J. R. Dunn is the guy who edits my pieces at AT.  He rejected the first one almost two years ago because he thought Congress was in control of the Article V Amendment process.  A couple months ago I started submitting articles on other subjects, and he put all of them up. A couple days ago I put one in which talked a lot about Article V, and he’s not running it because he still thinks Congress is in charge of Article V.  Rob Natelson tells me that he’s had articles rejected as well.  I emailed Dunn with my arguments against his position, and we’ll see what happens.  He may not let anything I write about Article V on their website, which is too bad.  They get almost a million hits a month, so it’s a good way to get the word out into the conservative blogosphere.  I guess I’l have to try to get on some other web site.

I saw a clip of Kasich on Special Report, and it fortified my judgement of him, especially when contrasted with Bush 3.  I’m talking body language, comportment, style.  Bush 3 is defensive.  It’s almost like he’s pleading for understanding and respect.  It’s not the demeanor of a strong man.  In contrast, Kasich was very aggressive today, almost mocking his senatorial rivals for their lack of accomplishment.  He had his chin up and his chest out.  I liked it.  He just looked like he was pissed off at all these blowhards who’ve never done anything in politics except make speeches.  He was totally under control, and his anger was genuine.  And it was justified.

I know I’m reading too much into this, but it’s almost like Kasich is starting the transition from step one  — take out Bush 3  — to step two  — taking out Rubio and Kasich.   Maybe he figures Bush 3 doesn’t need taking out, he’s taking himself out.  In any event, his targets today were clearly the Young Guns, not the media candidates.  About which, all I’ll say is this.  A lot of pundits are going to look real stupid for ever having taken any of them seriously.

Rubio’s the hot ticket of the week.  He’s a natural, and there aren’t too many of them.  But he’s 44, with no executive experience.  The Presidency is always the biggest job in the world.
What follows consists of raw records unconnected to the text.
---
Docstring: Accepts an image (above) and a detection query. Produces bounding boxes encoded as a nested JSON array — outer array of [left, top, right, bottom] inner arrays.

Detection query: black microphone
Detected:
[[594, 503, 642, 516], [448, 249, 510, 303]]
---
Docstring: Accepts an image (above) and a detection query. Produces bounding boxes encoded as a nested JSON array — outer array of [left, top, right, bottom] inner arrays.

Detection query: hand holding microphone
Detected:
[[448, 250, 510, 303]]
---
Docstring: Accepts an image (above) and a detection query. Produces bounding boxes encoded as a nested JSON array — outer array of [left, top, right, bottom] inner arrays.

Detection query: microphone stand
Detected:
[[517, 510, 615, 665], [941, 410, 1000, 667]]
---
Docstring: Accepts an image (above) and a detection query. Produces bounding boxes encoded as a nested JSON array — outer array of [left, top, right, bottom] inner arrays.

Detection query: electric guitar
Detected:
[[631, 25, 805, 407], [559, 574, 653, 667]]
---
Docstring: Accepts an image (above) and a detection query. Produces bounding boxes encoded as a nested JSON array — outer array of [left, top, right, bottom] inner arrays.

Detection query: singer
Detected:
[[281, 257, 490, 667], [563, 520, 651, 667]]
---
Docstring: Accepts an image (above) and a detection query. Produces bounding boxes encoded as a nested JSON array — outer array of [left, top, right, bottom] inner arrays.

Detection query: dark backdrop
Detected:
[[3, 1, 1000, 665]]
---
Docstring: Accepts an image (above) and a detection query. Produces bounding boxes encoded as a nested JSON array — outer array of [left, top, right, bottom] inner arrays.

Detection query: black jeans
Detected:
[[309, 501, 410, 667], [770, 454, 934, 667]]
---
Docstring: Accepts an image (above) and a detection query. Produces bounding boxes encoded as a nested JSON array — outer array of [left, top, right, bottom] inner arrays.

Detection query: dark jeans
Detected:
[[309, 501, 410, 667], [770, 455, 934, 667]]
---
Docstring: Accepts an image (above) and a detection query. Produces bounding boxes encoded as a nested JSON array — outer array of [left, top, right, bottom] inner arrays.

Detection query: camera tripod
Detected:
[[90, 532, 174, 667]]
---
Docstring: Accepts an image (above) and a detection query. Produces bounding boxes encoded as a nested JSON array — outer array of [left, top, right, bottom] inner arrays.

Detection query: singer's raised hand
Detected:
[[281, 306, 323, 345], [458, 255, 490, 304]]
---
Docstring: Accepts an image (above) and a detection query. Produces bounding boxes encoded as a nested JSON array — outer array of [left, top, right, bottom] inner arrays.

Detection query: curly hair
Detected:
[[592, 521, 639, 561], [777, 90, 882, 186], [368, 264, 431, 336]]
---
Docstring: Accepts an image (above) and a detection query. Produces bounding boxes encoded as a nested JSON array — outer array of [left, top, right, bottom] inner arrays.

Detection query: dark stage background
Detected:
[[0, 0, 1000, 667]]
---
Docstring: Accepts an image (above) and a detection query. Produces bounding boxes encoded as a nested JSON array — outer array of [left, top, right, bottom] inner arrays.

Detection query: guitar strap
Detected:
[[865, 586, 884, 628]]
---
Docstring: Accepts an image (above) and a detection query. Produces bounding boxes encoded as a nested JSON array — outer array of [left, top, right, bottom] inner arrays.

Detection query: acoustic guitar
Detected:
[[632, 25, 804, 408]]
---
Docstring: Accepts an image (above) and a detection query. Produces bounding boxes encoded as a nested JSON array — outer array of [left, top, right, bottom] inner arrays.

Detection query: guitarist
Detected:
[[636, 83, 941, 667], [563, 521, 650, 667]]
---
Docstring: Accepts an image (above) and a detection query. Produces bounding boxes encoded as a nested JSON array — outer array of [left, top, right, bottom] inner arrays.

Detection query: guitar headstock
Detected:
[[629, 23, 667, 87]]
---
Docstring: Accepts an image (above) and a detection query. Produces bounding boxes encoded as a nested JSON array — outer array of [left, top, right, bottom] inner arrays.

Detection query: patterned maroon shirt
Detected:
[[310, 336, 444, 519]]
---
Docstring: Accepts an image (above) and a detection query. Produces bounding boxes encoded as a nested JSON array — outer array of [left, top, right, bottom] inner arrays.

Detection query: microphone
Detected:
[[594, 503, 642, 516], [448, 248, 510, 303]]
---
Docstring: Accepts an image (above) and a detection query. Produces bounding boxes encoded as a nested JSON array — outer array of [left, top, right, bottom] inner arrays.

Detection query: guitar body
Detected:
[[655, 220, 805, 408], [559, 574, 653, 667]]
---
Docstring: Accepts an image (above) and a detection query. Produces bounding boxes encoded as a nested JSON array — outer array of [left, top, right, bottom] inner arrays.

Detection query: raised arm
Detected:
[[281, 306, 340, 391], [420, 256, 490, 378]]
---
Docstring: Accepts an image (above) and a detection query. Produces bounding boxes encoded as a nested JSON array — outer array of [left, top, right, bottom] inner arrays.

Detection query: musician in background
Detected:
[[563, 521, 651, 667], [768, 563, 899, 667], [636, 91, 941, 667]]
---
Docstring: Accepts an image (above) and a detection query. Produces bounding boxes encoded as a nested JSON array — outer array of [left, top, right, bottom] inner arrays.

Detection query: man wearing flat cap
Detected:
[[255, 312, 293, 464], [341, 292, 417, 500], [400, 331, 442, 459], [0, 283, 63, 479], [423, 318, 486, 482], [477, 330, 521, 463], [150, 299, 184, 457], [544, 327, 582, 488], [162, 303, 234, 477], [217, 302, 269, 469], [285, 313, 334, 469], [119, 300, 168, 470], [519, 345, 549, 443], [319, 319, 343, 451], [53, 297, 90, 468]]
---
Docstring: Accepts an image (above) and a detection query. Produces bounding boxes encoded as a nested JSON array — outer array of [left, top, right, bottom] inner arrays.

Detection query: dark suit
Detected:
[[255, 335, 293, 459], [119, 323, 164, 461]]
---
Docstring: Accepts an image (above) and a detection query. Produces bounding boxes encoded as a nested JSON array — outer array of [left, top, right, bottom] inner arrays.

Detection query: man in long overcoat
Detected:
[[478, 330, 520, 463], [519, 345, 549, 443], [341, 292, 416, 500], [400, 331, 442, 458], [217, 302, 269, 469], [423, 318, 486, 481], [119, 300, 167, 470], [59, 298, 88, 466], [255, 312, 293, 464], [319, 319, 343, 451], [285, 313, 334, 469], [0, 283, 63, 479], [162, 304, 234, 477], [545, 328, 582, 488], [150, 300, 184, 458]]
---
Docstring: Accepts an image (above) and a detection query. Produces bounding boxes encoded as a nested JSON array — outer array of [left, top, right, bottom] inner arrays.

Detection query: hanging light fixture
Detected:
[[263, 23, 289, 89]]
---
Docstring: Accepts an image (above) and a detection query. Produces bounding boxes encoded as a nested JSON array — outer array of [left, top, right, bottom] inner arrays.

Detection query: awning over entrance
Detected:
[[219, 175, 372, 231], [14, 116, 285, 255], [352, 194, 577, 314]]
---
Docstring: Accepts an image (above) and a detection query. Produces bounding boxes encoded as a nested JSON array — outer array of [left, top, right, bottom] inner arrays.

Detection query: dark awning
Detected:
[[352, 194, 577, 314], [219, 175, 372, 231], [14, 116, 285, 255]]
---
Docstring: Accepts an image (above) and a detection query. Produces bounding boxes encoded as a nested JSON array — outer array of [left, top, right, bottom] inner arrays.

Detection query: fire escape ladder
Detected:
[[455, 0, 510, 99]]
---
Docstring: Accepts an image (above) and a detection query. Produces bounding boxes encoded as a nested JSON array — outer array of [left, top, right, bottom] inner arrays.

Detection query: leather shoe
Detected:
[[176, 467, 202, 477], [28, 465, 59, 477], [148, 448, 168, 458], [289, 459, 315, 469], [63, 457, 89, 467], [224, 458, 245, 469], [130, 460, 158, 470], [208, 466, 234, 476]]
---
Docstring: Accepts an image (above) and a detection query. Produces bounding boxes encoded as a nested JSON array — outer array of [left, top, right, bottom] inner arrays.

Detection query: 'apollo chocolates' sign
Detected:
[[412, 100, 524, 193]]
But the challenge for the next President will be especially daunting.  I admire and respect the people who want it.  But it’s no job for a rookie.  This is why the big dogs don’t want to go with Rubio.  They’re not sure he’d be up to the job.

On the Article V side, I’ve had it with all this bipartisan talk.  It’s ridiculous.  If some good Democrats want to help out, great.  But the Democratic Party, and Democrat elected officials, like state legislators, are our opponents.  They will fight us tooth and nail. The stakes are high, and they know it.  We can win without one Democratic vote, and that’s how we’ll have to win.  Dave Guldenschuh was saying that the South Carolina Lieutenant Governor got real interested when they started talking about the political impact this whole BBA project could have on the 2016 race.  He’s a smart guy.  I wish there were a lot more like him.  Because it could have a major impact.  If we wind up one or two short, we’re for real. And if we’re recognized as such, we’re an issue in the fall campaign.  Kasich or Rubio could campaign on their support for the Article V BBA, and ask that Republicans be elected across the country to achieve it.  What’s the Democrat to do?  Oppose the BBA, I guess, even though 80% of the country wants it.

This all might actually happen.  Bill Fruth and the rest of us are going to do our best.  I think we pull it off.

And the tide  —  rolls  —  on.

What a fool believes, he sees

Seeing is believing, but not to a fool.  Cruz believes, and sees what he wants to see.  He’s gone off the deep end on this shutdown business.  Have you ever been at a meeting when a motion failed for lack of a second?  Normally that doesn’t happen.  Someone will always give a guy a second just to avoid embarrassing him.  When no one does, you look like a fool.

That’s what happened to Parson Cruz on the floor of the Senate yesterday.  He made a motion to force a vote opposed by McConnell, and it died for lack of a second.  The rage voters will not hold this against him.  He’s fighting the good fight!  Well, I’m just as enraged as the next guy, but I want people representing me who have some idea of what they’re doing.  The Parson is a grandstanding showboat, who may have one ally in the Senate, Utah’s Mike Lee.  Even Lee wouldn’t back him.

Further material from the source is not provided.